I'm taking an HCI class this semester. I've pretty much lost interest in
this topic because it's been misinterpreted by many. 

On Wed, 2007-01-17 at 23:10 -0500, Rodney Dawes wrote:
> The problem with usability, is that it mostly isn't. The window
> management metaphor however, does fit well with the limitations we have,
> and with how people manage things in real life. People multitask. They
> eat, play video games, drive around, talk on the phone, use the PC,
> draw silly pictures, and do many other things, simultaneously. Trying to
> tell them that they can't do that any more, will make it harder to use
> the computer, not easier.
> What would really help, would be moving away from strictly having the
> "desktop" as we know it in software, and get away from the single or
> very few displays, pointing device, and keyboard way of thinking. When
> I'm working, I want to get up and move around, and do many things at
> once. I don't like being stuck in front of the same screen all day long,
> sitting in the same chair, with my hands in the same position, my
> fingers moving slightly, to fill in the words on my screen. I want my
> desktop computer to be more of a central docking station and server,
> more than a place I am required to be to get things done.
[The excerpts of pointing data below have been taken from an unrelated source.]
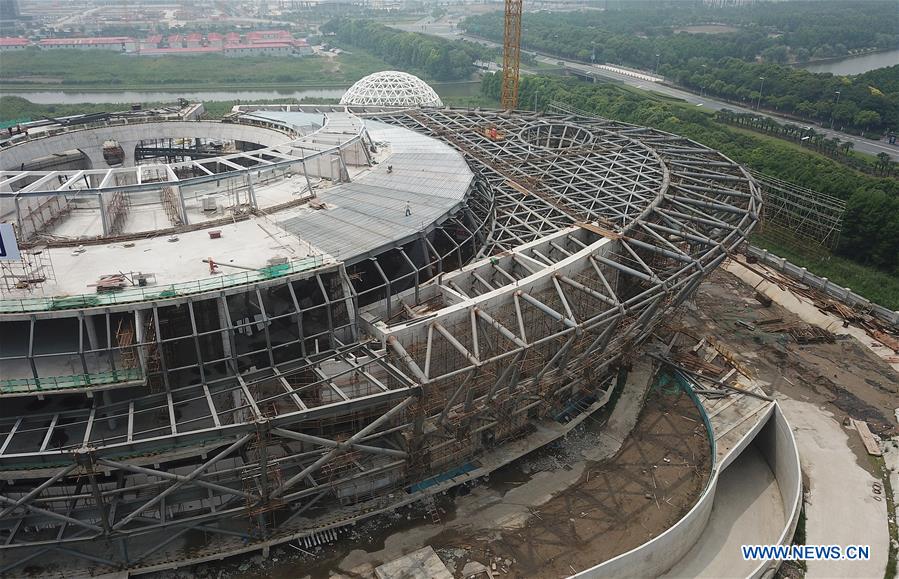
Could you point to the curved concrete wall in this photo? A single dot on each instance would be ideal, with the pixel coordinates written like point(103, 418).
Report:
point(90, 141)
point(658, 555)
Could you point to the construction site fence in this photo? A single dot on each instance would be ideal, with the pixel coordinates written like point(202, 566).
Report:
point(842, 294)
point(20, 385)
point(159, 292)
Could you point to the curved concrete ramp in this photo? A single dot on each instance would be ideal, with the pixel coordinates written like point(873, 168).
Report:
point(753, 497)
point(748, 509)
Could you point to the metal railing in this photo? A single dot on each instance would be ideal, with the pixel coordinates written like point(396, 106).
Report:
point(158, 292)
point(20, 385)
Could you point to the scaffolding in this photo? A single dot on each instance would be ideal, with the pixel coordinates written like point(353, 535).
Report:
point(799, 215)
point(38, 219)
point(171, 206)
point(117, 212)
point(33, 269)
point(589, 233)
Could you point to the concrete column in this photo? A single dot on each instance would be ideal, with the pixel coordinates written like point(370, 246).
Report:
point(103, 218)
point(177, 190)
point(111, 422)
point(225, 322)
point(139, 317)
point(251, 194)
point(91, 332)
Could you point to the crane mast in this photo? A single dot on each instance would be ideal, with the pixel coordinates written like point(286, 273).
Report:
point(511, 53)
> Another common term for Usability is HCI (Human-Computer Interaction).
> However, it's still about how I can sit in this one position, and work
> more efficiently. It's much more about the computer, than the human.
> It lacks a certain amount of ergonomics and fluidity. It would be nice
> if someone could get us out of the rut we keep digging deeper, and help
> us leap into the 21st century, where we should be living.
> -- dobey
> On Wed, 2007-01-17 at 23:22 +0100, pohlmannmark72 wrote:
> > Apart from the proposed functionality, it would be confusing for a
> > user to have that kind of framed environment. For years, users are
> > manipulating windows all day long. Changing that would be a very deep
> > change in their way to use a window. I would not recommand that.
> > Beside that, I do agree that this would be a very quick way to switch
> > from one window to another. To conclude, as a reminder, you could use
> > the ALT+TAB key combination to have that feature.